The synergies between education and filmmaking are being realised in several ways. Walden has formed a joint venture with Regal Entertainment, called the Reel Think, which uses the chain’s cinemas as “virtual school rooms”. Celebrities are invited to conduct classes about Walden’s literary-based films, with more than 20,000 children linked by satellite from cinemas around the US.

Walden now plans to bring the scheme to Britain, where it’s in talks with Entertainment Group, the independent film distributor currently negotiating to buy the Odeon chain. It has also launched stage productions of best-selling books including Holes and Heidi, along with related school workshops at its own theatre in Denver – home to Anschutz’s private company.

Other initiatives include writing schemes linked to the films, and tie-ups between Walden’s “in-house educators” and school curriculum directors. By doing so, Walden hopes to capture part of the $18bn US market for learning aids and supplemental education material.

It also sees a market in teacher training, offering seminars for teachers renewing their classroom accreditation. “It’s another area where we have jumped in,” says Granat. “The professional teacher training industry is worth $3bn a year. We want to marry content and education, and getting the content was the crucial piece.”

Granat, whose previous credits include Spy Kids for Miramax and overseeing production of Babe for MCA/Universal, hopes revenues from education will eventually complement box-office income. “Film is the largest revenue business. But the goal is to build the company so film and education revenues are on parity,” he says.

That could see a whole range of teacher activities and assignments built around the Narnia tales. HarperCollins, part of Rupert Murdoch’s News Corp, has already agreed to republish the books to coincide with the release of the first film next Christmas.

The Lion, The Witch and The Wardrobe is being shot in New Zealand after Walden tried, but failed, to win sufficient financial incentives to make the film in Britain, home to CS Lewis. Given the $750m in tourism revenues that New Zealand enjoyed following the success of Lord of the Rings, executives were surprised that the British government did not work harder to secure the location for the opening Narnia production.
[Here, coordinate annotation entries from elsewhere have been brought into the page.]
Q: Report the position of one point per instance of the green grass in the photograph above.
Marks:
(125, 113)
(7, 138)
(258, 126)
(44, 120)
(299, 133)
“People go to visit Middle Earth in New Zealand; we would have like to have done that for the UK,” says one person involved in the film. Granat declines to comment on the location issue, other than to stress that Walden has spent the past four months assembling a cast in Britain.

Once completed, the team of actors will be marshalled by Andrew Adamson, the director behind Shrek, the computer-animated blockbuster. According to the pre-publicity, Adamson will create an enchanted world and set the stage “for a classic battle of epic proportions”.

The profits will be similarly epic if the films achieve the sort of following enjoyed by the Lord of the Rings trilogy or the Harry Potter series. Walden and Disney are thought to have agreed a 50-50 profit sharing scheme on the Narnia series, similar to the previous tie-up between Disney and Pixar, the computer animation studio.

But unlike Pixar – which is abandoning its Disney relationship after delivery of the next two films – Walden has secured the Narnia merchandising and licensing rights vital to its education project. “Everything we do in film, television or theatre must have broad out-reach possibilities in education,” says Granat. “We’re building a new business model where other group sales, such as in education, are driving a larger part of the box office.”